High Court Rules Parental Leave Provisions Unconstitutional

 


Introduction

In the case of Van Wyk and Others v The Minister of Employment and Labour, the High Court has made a significant ruling regarding the constitutionality of certain provisions related to parental leave in South Africa. These provisions were outlined in the Basic Conditions of Employment Act (BCEA) and the Unemployment Insurance Act (UIF Act), affecting maternity, parental, adoption, and commissioning parental leave. The court's decision revolves around the discrimination between mothers and fathers in these provisions, which it found offensive to the principles of the Constitution.

Examination of the Facts

The applicants in this case are Werner and Ilka Van Wyk, a married couple with a child. Sonke Gender Justice, an organisation advocating for gender equality, and the Commission for Gender Equality (CGE) also participated as applicants. The respondent is the Minister of Labour, responsible for the BCEA. Mr. Van Wyk is a salaried employee, while Mrs. Van Wyk runs her own business. They faced a unique situation where Mrs. Van Wyk needed to return to her business quickly to prevent it from failing, making Mr. Van Wyk the primary caregiver for their child.

Court's Findings

The core issue before the court was the alleged unconstitutionality of sections 25, 25A, 258, and 25C in the BCEA, which address maternity and parental leave. The argument presented was that these sections are unconstitutional because they unfairly discriminate against parent-employees, violating the equality (section 9) and dignity (section 10) provisions of the South African Constitution.

The contested sections differentiate between three categories of children: those born of a mother, those born through surrogacy, and adopted children. Moreover, they differentiate between mothers and fathers, as well as between birthmothers and other parents. The logic behind these provisions assumes that one parent is a primary caregiver, and the other is ancillary, leading to a four-month maternity leave for birthmothers.

The court ruled that providing only ten days of leave to fathers implies a mindset that marginalizes the father's role in early parenting, which is offensive to the constitutional principles of dignity. The BCEA did not account for family models like the Van Wyks', which are consistent with constitutional norms.

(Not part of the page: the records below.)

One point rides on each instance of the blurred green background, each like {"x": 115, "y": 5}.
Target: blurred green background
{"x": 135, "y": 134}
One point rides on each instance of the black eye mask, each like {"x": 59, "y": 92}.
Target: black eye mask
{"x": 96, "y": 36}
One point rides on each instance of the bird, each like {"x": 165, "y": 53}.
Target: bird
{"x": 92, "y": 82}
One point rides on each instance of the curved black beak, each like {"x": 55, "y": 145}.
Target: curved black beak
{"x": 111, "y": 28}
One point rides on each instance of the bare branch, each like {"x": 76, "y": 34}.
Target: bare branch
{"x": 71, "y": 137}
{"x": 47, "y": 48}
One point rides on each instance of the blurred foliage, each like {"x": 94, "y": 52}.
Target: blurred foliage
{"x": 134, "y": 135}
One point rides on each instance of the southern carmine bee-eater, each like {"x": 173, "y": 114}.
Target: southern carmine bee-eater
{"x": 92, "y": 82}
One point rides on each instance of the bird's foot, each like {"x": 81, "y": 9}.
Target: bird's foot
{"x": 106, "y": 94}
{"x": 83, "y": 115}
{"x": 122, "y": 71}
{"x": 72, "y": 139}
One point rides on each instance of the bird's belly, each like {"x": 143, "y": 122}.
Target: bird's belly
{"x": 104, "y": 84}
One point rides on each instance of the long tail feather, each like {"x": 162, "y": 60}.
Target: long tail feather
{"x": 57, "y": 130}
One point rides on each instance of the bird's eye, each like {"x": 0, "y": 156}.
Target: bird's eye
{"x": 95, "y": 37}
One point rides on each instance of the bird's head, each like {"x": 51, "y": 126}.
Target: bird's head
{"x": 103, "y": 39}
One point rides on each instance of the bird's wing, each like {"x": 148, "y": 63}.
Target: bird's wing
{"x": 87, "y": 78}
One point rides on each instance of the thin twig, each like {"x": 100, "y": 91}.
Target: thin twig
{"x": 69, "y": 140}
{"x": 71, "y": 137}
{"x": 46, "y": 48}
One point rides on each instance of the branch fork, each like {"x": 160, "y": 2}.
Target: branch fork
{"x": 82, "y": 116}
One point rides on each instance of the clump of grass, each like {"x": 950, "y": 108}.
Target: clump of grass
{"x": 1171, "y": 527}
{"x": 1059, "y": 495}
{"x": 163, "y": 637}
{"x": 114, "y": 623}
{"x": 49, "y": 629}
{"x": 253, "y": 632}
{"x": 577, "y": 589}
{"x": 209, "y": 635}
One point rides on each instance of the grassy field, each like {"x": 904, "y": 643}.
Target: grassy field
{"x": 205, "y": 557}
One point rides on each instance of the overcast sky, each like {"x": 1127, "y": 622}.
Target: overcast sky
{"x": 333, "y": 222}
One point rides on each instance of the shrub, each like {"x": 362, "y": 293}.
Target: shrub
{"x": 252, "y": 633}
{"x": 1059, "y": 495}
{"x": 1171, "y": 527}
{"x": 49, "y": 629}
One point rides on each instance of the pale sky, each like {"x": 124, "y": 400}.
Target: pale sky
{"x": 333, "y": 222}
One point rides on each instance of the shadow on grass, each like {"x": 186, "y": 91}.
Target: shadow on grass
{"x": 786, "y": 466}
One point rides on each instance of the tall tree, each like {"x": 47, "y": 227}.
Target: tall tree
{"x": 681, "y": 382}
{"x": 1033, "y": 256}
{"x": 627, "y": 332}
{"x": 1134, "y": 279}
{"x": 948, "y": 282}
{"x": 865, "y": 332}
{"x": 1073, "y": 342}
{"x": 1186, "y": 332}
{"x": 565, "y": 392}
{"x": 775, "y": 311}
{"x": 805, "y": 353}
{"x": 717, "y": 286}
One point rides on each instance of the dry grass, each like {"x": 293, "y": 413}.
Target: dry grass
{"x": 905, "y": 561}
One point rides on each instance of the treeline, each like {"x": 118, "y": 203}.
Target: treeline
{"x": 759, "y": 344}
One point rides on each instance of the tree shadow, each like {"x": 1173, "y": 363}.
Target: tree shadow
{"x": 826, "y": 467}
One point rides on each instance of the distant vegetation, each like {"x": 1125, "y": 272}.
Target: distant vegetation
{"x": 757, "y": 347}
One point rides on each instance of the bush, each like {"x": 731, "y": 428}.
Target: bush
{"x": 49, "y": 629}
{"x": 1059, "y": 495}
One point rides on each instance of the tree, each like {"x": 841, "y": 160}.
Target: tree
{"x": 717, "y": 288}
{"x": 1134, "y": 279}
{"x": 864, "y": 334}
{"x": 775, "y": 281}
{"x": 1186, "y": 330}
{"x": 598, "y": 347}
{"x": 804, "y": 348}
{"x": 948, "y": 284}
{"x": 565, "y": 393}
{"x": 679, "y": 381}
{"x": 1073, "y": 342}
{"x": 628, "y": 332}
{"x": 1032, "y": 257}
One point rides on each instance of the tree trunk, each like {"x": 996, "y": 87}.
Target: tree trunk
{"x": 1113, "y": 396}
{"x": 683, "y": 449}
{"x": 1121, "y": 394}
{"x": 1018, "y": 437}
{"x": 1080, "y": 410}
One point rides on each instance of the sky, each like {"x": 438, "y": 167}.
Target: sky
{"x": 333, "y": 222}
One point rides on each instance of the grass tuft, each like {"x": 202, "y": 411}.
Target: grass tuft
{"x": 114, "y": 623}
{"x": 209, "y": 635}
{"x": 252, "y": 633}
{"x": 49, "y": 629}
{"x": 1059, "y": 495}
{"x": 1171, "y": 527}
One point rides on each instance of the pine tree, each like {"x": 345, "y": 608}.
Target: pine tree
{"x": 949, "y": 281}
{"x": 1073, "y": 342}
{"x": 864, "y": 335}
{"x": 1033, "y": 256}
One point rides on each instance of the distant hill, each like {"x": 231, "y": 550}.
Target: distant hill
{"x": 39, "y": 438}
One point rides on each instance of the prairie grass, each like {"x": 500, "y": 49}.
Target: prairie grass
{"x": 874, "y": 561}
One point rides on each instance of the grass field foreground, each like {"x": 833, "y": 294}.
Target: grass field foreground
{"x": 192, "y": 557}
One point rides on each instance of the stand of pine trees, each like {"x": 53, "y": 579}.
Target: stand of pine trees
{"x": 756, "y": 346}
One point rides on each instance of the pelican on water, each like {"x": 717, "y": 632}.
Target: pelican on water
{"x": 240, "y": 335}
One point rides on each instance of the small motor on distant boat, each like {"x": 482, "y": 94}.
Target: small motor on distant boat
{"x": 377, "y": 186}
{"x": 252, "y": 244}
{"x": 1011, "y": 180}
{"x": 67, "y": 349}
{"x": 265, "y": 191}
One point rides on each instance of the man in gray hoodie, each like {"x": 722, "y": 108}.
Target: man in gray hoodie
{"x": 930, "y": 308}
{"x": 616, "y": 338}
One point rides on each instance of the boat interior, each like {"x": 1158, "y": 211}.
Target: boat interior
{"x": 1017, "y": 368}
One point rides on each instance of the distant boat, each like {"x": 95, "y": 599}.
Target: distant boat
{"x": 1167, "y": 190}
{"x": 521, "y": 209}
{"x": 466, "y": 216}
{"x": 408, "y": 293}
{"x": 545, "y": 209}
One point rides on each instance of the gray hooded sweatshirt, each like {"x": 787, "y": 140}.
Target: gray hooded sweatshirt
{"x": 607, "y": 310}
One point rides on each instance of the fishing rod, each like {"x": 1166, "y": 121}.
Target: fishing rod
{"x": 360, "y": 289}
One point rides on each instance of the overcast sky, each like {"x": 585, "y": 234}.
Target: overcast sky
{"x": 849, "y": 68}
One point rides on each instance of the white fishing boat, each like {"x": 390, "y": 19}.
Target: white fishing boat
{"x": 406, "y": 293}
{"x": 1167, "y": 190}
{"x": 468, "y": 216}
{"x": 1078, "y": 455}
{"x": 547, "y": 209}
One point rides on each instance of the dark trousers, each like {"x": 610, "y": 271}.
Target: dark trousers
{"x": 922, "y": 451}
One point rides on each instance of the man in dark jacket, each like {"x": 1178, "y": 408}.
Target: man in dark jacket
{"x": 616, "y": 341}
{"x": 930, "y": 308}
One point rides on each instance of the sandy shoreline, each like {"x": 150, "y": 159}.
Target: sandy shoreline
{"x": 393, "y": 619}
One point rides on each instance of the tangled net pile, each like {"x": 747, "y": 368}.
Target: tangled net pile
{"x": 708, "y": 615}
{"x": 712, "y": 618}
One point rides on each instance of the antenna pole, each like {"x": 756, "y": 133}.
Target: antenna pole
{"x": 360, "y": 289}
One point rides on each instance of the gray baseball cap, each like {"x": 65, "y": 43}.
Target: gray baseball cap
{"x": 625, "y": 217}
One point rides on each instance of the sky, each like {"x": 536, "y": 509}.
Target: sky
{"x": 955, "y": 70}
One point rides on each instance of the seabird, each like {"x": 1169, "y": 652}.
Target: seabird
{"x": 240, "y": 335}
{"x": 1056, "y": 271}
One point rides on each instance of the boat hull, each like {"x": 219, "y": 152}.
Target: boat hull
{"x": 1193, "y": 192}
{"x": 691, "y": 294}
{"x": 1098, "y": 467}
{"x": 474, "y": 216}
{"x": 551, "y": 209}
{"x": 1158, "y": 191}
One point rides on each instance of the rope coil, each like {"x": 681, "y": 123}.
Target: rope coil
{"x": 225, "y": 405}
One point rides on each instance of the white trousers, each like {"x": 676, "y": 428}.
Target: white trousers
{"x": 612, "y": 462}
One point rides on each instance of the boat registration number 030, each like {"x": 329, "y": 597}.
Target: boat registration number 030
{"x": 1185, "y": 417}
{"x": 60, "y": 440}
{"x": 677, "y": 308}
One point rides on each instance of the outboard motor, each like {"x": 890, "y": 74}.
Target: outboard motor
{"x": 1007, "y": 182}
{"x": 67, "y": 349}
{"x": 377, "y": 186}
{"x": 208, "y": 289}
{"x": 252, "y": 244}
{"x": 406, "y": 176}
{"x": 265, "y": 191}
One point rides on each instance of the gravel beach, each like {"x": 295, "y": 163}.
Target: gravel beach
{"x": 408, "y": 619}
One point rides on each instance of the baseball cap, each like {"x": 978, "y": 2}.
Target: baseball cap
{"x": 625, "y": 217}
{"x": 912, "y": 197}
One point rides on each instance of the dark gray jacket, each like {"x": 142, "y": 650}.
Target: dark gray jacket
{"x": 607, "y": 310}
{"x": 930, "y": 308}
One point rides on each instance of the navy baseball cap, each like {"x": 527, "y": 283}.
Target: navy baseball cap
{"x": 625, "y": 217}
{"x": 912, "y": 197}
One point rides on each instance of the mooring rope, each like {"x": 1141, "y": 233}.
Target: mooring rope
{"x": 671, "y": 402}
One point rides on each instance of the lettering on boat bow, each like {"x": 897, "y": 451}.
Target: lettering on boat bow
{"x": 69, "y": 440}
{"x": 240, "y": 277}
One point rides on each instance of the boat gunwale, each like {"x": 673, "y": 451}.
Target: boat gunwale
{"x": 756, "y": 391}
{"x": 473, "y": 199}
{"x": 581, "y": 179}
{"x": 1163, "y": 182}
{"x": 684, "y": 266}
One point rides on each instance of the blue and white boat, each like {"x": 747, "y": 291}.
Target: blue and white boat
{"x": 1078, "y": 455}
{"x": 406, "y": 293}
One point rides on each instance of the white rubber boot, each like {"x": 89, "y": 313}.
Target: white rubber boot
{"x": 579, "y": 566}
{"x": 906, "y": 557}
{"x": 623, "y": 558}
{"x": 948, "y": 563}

Consequently, the court declared the sections in the BCEA to violate sections 9 and 10 of the Constitution and called on Parliament to address the inequalities.

The court's immediate solution to eliminate inequality, during an interim period, is to propose that all parents, regardless of their situation, enjoy four consecutive months of parental leave, to be shared as they see fit.

The court directed parliament and the legislature to address the unconstitutional provisions of the BCEA and the UIF Act within a period of two years.

Conclusion

The Van Wyk case has declared certain provisions in the Basic Conditions of Employment Act and the Unemployment Insurance Fund Act unconstitutional. These provisions unfairly discriminated between mothers and fathers, and between different types of parents and children. The court found that the discrimination impaired the dignity of fathers and was inconsistent with the South African Constitution. To rectify this, the court proposed equalizing parental leave for all parents, allowing them to share four months of leave as they choose. This decision is a significant step toward promoting gender equality and addressing discrimination in parental leave policies in South Africa.